A Deep Learning Approach for Real-Time 3D Human Action Recognition from Skeletal Data
This work addresses the problem of enhancing monitoring and security in public transport through vision-based surveillance, though it is incremental as it builds on existing deep learning methods with some novel adaptations.
The authors tackled real-time 3D human action recognition from skeletal data by encoding skeleton poses and motions into RGB images, applying Adaptive Histogram Equalization, and using DenseNet-based networks, achieving state-of-the-art accuracy on two datasets with low computational time and promising results on a new surveillance dataset.
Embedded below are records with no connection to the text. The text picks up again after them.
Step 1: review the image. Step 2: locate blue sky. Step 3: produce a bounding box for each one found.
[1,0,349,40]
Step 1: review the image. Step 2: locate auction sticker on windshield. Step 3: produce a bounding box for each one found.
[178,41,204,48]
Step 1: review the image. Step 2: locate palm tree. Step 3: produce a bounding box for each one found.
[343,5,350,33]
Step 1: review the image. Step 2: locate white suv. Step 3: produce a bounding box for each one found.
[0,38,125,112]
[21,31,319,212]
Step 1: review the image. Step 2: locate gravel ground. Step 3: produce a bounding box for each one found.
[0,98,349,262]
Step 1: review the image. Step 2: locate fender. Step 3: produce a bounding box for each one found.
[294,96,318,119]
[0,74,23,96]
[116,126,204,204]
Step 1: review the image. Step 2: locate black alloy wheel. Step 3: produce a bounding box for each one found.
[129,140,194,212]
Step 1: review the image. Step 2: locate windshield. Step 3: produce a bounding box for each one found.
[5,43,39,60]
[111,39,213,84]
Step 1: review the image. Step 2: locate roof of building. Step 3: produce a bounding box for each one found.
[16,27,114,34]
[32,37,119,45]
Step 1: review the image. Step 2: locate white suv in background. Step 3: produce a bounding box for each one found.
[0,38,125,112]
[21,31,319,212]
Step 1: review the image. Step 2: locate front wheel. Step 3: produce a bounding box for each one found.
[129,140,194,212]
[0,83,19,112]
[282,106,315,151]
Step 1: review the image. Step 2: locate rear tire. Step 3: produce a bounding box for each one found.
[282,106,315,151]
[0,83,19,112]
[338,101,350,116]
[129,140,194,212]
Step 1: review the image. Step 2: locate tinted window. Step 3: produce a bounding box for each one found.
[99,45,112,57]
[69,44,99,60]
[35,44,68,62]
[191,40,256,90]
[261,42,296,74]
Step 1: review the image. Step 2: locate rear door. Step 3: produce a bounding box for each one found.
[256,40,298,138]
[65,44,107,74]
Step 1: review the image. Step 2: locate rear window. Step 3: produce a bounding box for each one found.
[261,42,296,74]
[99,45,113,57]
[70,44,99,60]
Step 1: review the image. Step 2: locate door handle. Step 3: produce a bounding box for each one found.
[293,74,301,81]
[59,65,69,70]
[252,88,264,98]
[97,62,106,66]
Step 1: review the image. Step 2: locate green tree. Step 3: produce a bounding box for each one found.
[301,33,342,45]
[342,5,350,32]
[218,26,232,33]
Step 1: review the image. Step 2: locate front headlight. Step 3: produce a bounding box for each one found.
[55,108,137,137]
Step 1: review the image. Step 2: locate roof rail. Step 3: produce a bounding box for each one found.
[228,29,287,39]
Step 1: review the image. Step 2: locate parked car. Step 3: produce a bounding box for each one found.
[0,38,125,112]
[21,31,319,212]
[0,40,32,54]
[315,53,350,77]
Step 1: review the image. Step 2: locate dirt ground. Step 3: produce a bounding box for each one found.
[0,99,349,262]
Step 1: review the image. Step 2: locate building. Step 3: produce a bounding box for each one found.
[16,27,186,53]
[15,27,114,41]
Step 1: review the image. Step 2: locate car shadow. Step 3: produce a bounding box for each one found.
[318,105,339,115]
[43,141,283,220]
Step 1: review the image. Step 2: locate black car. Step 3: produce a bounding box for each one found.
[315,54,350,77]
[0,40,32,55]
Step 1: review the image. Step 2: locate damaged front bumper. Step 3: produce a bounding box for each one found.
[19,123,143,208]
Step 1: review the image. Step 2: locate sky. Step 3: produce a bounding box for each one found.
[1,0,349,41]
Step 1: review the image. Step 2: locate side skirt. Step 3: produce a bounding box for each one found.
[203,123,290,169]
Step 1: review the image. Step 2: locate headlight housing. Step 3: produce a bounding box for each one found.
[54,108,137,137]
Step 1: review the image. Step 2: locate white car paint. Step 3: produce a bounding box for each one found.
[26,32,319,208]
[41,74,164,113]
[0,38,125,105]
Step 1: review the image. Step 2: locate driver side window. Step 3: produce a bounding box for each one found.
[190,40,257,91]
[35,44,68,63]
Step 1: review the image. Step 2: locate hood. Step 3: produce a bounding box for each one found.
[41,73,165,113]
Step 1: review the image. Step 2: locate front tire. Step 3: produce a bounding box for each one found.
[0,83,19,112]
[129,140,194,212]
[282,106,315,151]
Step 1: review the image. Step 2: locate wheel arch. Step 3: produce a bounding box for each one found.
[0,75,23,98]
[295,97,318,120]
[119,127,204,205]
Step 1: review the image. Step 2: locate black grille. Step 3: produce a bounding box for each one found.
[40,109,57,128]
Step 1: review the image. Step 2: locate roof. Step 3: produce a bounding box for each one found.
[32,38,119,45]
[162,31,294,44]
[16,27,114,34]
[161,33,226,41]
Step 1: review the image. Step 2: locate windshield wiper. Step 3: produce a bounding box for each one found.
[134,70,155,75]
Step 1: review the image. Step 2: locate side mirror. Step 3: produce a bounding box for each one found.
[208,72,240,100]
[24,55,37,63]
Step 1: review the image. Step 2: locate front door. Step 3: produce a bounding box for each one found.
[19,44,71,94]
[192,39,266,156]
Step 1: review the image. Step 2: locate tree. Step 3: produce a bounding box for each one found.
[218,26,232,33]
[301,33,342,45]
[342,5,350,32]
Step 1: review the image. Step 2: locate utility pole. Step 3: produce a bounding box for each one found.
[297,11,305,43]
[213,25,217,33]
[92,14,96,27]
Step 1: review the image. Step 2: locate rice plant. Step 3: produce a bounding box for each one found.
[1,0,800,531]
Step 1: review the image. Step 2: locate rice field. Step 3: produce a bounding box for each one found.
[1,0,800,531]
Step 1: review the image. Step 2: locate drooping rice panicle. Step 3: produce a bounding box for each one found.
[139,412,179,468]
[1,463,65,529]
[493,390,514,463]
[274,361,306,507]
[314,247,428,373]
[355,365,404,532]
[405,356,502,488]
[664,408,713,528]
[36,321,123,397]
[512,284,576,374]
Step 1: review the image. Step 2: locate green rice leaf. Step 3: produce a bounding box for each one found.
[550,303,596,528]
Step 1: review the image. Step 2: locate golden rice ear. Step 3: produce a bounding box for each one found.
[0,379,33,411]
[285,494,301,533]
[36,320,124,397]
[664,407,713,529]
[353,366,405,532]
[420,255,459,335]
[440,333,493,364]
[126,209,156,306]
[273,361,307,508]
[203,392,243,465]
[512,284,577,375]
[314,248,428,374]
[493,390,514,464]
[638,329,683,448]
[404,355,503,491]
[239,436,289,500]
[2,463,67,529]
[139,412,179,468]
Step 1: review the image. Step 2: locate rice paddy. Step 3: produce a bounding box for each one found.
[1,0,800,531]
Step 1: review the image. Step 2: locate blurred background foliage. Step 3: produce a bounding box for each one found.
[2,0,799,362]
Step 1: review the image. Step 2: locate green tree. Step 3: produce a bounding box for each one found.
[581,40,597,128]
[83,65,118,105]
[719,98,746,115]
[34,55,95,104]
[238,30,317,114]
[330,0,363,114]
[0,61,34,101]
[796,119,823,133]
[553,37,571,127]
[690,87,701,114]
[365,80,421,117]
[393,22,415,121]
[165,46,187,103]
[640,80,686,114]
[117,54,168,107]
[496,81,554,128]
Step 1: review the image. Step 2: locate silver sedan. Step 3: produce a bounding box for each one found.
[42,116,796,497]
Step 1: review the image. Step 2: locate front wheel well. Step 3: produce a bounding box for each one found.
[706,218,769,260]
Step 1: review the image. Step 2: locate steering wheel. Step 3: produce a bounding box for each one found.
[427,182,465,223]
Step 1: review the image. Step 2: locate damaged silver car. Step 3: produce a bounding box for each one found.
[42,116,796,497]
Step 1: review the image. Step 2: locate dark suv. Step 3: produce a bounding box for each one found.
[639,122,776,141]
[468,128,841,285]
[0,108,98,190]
We present a new deep learning approach for real-time 3D human action recognition from skeletal data and apply it to develop a vision-based intelligent surveillance system. Given a skeleton sequence, we propose to encode skeleton poses and their motions into a single RGB image. An Adaptive Histogram Equalization (AHE) algorithm is then applied on the color images to enhance their local patterns and generate more discriminative features. For learning and classification tasks, we design Deep Neural Networks based on the Densely Connected Convolutional Architecture (DenseNet) to extract features from enhanced-color images and classify them into classes. Experimental results on two challenging datasets show that the proposed method reaches state-of-the-art accuracy, whilst requiring low computational time for training and inference. This paper also introduces CEMEST, a new RGB-D dataset depicting passenger behaviors in public transport. It consists of 203 untrimmed real-world surveillance videos of realistic normal and anomalous events. We achieve promising results on real conditions of this dataset with the support of data augmentation and transfer learning techniques. This enables the construction of real-world applications based on deep learning for enhancing monitoring and security in public transport.